The majority of colon cancer cases start as benign (noncancerous) cell clumps (adenomatous polyps). These polyps are the beginning signs of colon cancer. If polyps are caught in time, there is a greater chance of reducing cancer risk. Doctors advise regular screening to identify polyps, allowing for removal before they become cancerous.
One significant factor in colon cancer is age. It is generally suggested people be screened for the disease starting at 50. Depending on your risk, doctors may recommend earlier or more frequent screenings.
Most signs of colon cancer are potential, but not definitive, risk. But they are indications one should get tested as soon as possible.
- Unusual changes in bowel habits such as constipation, diarrhea or an odd inconsistency to stool. If this lasts longer than a month, make an appointment with a doctor.
- There is rectal bleeding in the stool.
- You have persistent gas, pain, cramps or other abdominal discomfort.
- There is an unexplained and gradual weight loss.
- You’re experiencing unusual fatigue or weakness.
Colon cancer results when healthy colon DNA cells are corrupted. Normally, healthy cells grow and divide in a way that allows normal body function. When the cells’s DNA is damaged, they can become cancerous. Unfortunately, those cells will continue to divide even when systems don’t need them. The cells will accumulate and form tumors. Over time, cancerous cells grow, expand and destroy normal tissue. The cells can travel to other parts of the body.

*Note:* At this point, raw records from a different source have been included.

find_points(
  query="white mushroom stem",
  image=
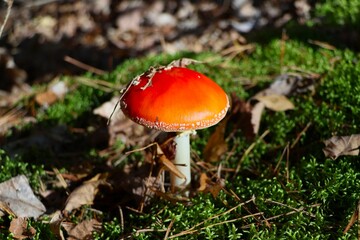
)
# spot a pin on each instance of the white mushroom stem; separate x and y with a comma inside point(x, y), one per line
point(182, 160)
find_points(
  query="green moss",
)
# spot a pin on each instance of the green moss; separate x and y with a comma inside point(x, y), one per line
point(342, 12)
point(307, 197)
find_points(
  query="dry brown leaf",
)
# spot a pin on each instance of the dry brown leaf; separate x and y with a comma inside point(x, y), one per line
point(17, 194)
point(342, 146)
point(121, 127)
point(55, 92)
point(84, 194)
point(83, 230)
point(55, 225)
point(276, 102)
point(216, 145)
point(19, 229)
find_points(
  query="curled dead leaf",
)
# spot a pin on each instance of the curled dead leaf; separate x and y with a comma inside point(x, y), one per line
point(213, 187)
point(18, 197)
point(20, 230)
point(83, 230)
point(342, 146)
point(84, 194)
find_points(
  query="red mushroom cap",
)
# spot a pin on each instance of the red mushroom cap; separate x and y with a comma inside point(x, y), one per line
point(174, 99)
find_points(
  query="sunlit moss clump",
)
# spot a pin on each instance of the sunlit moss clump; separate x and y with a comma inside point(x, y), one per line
point(285, 187)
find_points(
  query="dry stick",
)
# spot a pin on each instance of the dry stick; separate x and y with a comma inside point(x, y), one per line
point(248, 150)
point(215, 224)
point(96, 83)
point(9, 3)
point(83, 65)
point(121, 218)
point(281, 215)
point(286, 149)
point(193, 229)
point(295, 209)
point(246, 209)
point(300, 134)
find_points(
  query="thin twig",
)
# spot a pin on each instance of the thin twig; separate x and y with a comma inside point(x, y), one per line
point(84, 66)
point(168, 229)
point(193, 229)
point(8, 11)
point(300, 134)
point(121, 219)
point(190, 231)
point(295, 209)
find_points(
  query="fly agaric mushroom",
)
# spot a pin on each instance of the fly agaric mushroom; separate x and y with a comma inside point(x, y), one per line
point(175, 99)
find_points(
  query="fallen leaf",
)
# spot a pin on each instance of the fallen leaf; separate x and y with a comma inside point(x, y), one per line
point(83, 230)
point(55, 92)
point(242, 116)
point(183, 62)
point(276, 102)
point(120, 127)
point(216, 145)
point(19, 229)
point(19, 197)
point(84, 194)
point(342, 146)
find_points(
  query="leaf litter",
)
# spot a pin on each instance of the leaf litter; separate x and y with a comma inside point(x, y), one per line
point(17, 195)
point(342, 146)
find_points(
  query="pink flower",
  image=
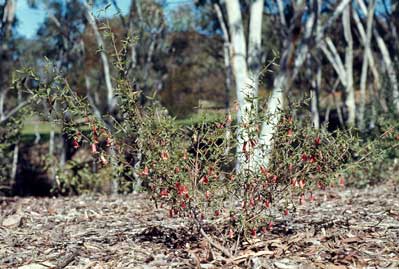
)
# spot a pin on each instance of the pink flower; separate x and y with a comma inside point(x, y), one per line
point(93, 148)
point(204, 180)
point(145, 172)
point(317, 141)
point(302, 183)
point(75, 144)
point(164, 155)
point(103, 160)
point(164, 193)
point(270, 226)
point(342, 181)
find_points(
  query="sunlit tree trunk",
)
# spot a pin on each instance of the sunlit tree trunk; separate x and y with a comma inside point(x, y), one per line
point(254, 46)
point(363, 76)
point(349, 90)
point(104, 58)
point(387, 61)
point(240, 71)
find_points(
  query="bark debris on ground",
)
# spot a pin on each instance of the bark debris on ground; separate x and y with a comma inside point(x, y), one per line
point(348, 228)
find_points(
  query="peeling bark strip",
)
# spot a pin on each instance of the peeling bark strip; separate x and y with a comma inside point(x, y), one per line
point(246, 74)
point(288, 74)
point(349, 91)
point(100, 43)
point(387, 60)
point(363, 76)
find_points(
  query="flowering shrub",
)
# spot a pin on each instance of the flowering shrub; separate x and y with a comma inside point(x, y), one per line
point(191, 170)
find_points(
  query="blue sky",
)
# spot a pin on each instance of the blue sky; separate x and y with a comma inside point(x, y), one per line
point(30, 19)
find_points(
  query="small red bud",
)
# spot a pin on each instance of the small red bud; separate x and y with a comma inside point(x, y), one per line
point(342, 181)
point(75, 144)
point(253, 232)
point(93, 148)
point(270, 226)
point(317, 141)
point(145, 172)
point(231, 233)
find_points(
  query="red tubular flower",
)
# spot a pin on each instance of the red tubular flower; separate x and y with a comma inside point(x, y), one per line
point(182, 189)
point(264, 230)
point(294, 182)
point(253, 232)
point(108, 142)
point(229, 119)
point(183, 205)
point(146, 171)
point(317, 141)
point(270, 226)
point(103, 160)
point(171, 212)
point(164, 193)
point(93, 148)
point(231, 233)
point(244, 147)
point(164, 155)
point(302, 183)
point(302, 199)
point(263, 170)
point(312, 159)
point(204, 180)
point(342, 181)
point(75, 144)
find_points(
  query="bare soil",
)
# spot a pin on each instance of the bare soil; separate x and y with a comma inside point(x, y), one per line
point(344, 228)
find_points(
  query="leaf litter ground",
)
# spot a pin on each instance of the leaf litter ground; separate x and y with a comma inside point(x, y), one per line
point(343, 228)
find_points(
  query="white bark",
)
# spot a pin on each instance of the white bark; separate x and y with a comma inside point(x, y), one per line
point(333, 57)
point(387, 61)
point(370, 56)
point(240, 71)
point(363, 76)
point(254, 45)
point(104, 58)
point(314, 95)
point(349, 91)
point(281, 13)
point(227, 65)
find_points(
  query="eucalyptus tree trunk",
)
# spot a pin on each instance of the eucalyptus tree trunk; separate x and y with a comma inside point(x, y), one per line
point(349, 90)
point(371, 60)
point(387, 61)
point(254, 46)
point(363, 76)
point(228, 70)
point(104, 58)
point(111, 102)
point(314, 99)
point(240, 71)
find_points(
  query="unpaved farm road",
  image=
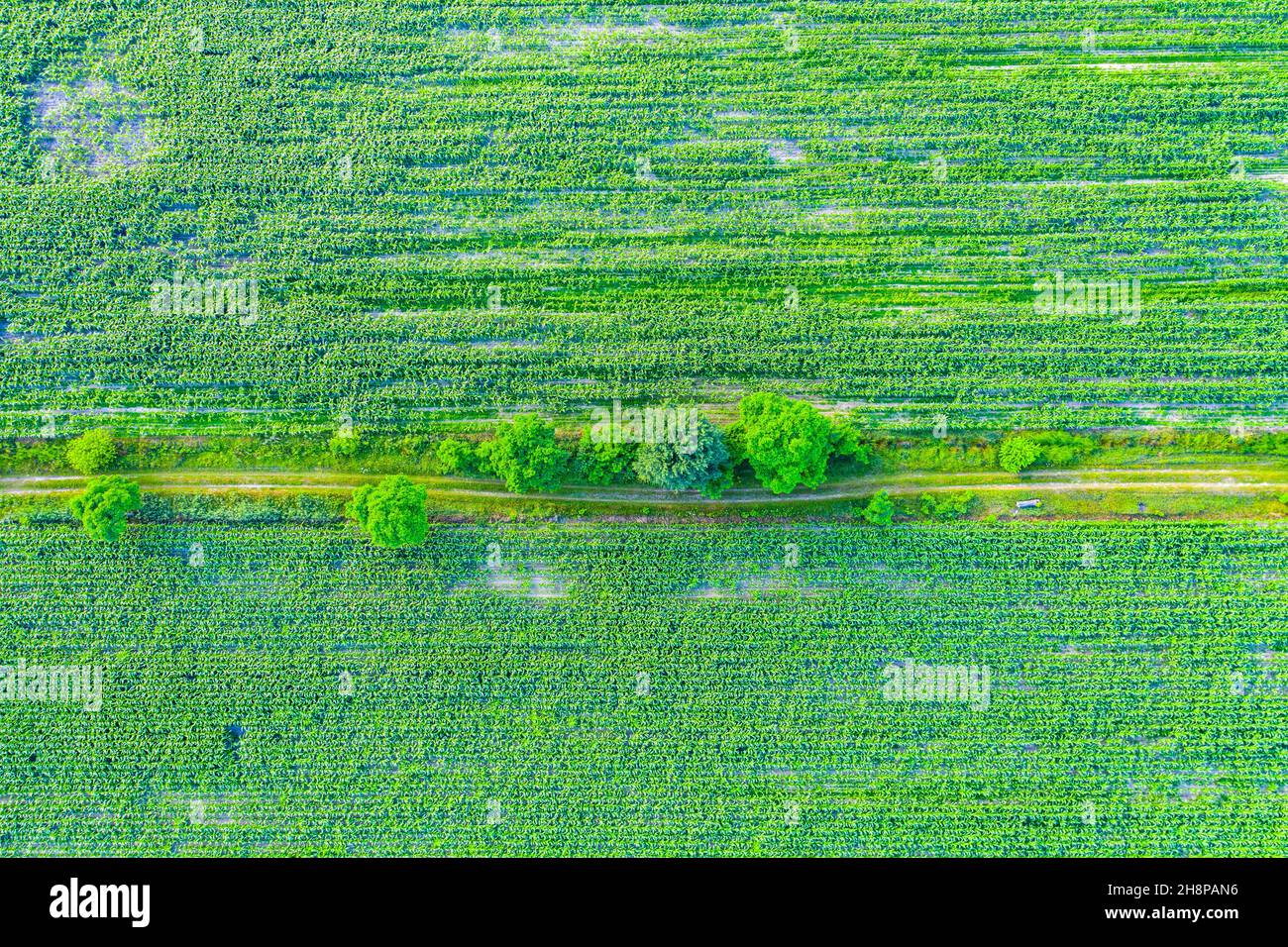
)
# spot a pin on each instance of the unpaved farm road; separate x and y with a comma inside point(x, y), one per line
point(1228, 480)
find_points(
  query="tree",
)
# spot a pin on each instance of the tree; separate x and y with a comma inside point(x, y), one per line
point(1018, 453)
point(601, 462)
point(787, 442)
point(91, 451)
point(694, 463)
point(880, 509)
point(391, 513)
point(103, 505)
point(524, 455)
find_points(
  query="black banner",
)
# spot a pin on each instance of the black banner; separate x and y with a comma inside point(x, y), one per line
point(292, 896)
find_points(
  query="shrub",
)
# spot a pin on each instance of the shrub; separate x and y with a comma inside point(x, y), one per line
point(692, 464)
point(524, 455)
point(601, 462)
point(787, 442)
point(880, 509)
point(391, 513)
point(103, 505)
point(91, 451)
point(1018, 453)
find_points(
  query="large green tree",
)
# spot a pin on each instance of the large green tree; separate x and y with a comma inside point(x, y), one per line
point(786, 442)
point(524, 455)
point(91, 451)
point(103, 505)
point(1018, 453)
point(691, 463)
point(391, 512)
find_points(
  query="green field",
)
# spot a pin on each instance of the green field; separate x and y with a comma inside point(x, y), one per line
point(270, 266)
point(489, 205)
point(1134, 706)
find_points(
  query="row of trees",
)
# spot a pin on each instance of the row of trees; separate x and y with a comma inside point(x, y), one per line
point(787, 445)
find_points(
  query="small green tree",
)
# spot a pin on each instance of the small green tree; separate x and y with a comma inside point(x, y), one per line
point(601, 462)
point(880, 509)
point(696, 462)
point(391, 512)
point(1018, 453)
point(787, 442)
point(524, 455)
point(103, 505)
point(91, 451)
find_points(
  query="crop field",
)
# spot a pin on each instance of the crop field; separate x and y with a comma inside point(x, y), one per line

Heredity increases the risk of colon cancer. A gene mutation associated with colon cancer can be inherited, passed down generation to generation. But even those with inherited gene mutations do not necessarily become cancer victims. In fact, only a tiny percentage of people born with the mutation develop cancer. But tests do demonstrate the mutated gene increases the chance of cancer significantly.
Studies have linked the risk of colon cancer to Western diet, which tend to be rich in fat and low in fiber. Another notable factor about colon cancer are a greater number of sufferers in African-American communities. Other groups with a high risk include the obese, smokers, diabetics and alcoholics. There is a higher risk in patients with chronic inflammatory colon diseases like Crohn’s disease and ulcerative colitis. People who live a sedentary lifestyle are more likely to develop signs of colon cancer than those who engage in regular physical activity. Radiation therapy on the abdomen may also increase colon cancer risk.